A Historic Resource Study (HRS) is an NPS management document designed to assess known historic properties and address their eligibility to the National Register of Historic Places, commonly known as the National Register. HRS's also are prepared to meet federal agency requirements set forth in the National Historic Preservation Act of 1966, as amended, and to contribute to and shape park planning, priorities, actions, and decisions that may directly or indirectly benefit, effect, or pose a threat to historic properties. Such a study provides the park with base line historical material on known resources and historic properties, and develops contexts within which these and yet undiscovered resources may have association and meaning. As a result, an HRS integrates cultural resources into the larger scheme of resource management and park identity.
This HRS was researched and written in accordance with the Cultural Resources Management Guideline (formerly known as NPS-28) and sections 101 and 106 of the National Historic Preservation Act. It develops historical themes and contexts for the land within Kenai Fjords National Park and shows how these resources relate to the surrounding areas. It also identifies and evaluates National Register eligible properties for purposes of NPS planning, interpretation, compliance, and natural and cultural resource management directives.

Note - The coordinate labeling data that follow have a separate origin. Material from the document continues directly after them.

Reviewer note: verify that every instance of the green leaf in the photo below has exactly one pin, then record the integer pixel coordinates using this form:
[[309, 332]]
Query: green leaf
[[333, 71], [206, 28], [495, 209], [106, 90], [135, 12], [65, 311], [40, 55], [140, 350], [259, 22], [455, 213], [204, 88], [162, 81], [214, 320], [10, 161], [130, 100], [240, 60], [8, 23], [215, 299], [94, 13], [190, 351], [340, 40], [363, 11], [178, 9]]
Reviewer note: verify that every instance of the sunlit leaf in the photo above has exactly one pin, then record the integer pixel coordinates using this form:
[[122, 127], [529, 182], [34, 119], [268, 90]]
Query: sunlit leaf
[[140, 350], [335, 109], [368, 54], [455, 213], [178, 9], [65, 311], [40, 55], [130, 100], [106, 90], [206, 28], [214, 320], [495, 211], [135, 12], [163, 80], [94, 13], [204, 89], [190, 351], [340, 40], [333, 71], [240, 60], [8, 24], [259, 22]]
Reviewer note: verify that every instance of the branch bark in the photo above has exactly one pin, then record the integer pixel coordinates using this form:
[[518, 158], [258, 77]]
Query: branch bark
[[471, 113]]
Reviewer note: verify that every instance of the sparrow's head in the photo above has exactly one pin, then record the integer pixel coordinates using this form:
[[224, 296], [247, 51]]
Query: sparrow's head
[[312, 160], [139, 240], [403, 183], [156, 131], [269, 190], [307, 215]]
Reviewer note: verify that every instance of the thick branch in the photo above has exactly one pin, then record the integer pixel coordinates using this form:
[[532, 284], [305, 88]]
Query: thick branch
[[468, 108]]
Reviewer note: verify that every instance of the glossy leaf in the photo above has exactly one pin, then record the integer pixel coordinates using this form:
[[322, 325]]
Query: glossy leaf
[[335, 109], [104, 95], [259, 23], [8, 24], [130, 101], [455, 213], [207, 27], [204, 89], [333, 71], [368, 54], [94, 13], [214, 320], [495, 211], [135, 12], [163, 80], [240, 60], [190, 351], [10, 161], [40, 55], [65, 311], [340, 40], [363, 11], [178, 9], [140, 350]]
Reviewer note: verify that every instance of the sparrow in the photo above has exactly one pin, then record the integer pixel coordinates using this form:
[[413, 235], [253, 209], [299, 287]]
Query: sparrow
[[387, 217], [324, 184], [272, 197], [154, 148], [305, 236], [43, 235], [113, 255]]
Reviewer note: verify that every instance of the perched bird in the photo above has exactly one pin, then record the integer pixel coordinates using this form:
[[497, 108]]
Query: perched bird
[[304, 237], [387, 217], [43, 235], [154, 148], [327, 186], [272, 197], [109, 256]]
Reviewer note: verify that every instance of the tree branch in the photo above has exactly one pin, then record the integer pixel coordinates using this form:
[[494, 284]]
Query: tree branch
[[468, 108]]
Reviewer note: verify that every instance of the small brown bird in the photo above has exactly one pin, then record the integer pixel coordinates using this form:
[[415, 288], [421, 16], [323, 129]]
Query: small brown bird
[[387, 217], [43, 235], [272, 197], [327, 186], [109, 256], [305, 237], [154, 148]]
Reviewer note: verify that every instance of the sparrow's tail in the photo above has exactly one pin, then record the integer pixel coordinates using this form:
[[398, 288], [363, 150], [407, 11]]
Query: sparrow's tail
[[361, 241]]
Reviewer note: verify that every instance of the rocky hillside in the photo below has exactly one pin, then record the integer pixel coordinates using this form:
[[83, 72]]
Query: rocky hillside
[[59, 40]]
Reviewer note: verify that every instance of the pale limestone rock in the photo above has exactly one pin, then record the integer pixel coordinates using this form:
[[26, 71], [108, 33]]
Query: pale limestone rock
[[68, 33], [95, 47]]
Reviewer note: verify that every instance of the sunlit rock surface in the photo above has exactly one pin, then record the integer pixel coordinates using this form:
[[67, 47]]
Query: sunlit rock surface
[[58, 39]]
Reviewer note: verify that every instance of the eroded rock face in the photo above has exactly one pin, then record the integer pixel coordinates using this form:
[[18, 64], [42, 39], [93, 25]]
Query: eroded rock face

All too often, HRS's have consisted of a historical narrative and little else. This HRS, however, has incorporated known site information when possible. This style of document provides synthesis and analysis of both resource and history; it directly associates historic properties with their appropriate contexts. For example, the study states whether determinations of eligibility to the National Register have been made on specific properties. Each chapter is designed as a National Register historic context for a period of history that affected the park, and can be used to nominate known or yet to be discovered resources. As a result, the study has association with resources rather than being limited to a discussion of historical context.
Most of the buildings and structures in the park are associated with the early twentieth century mining context of the lower Kenai Peninsula. Some contexts (i.e., historical themes) have no related National Register eligible properties. The reason for this is twofold. First, environmental and cultural factors have both limited and defined regional settlement. Second, few existing buildings and other improvements retain the historical integrity necessary for listing on the National Register. Despite the apparent lack of cultural complexity, however, lands in the present park have strong cultural components that tie them into the broader historic contexts of the lower Kenai Peninsula.
Much of the research is based on primary materials. One of the first research venues was the City of Seward Municipal Records room located in the Seward City Hall Building. These records provided information on land use claims, permits, and leases for lands in the park. Most of the permits were related to mining claims at the southern end of the park; also located, however, was a fishing site permit in Aialik Bay and a 1920s-era permit to operate the Nuka Island fox farm. The Resurrection Bay Historical Society and the City Library in Seward provided photographs and a first hand look at historical materials.
The Kenai Fjords National Park headquarters library contained early park memoranda. The internal park correspondence that mentions cultural resources provides information on what properties existed when the park was established.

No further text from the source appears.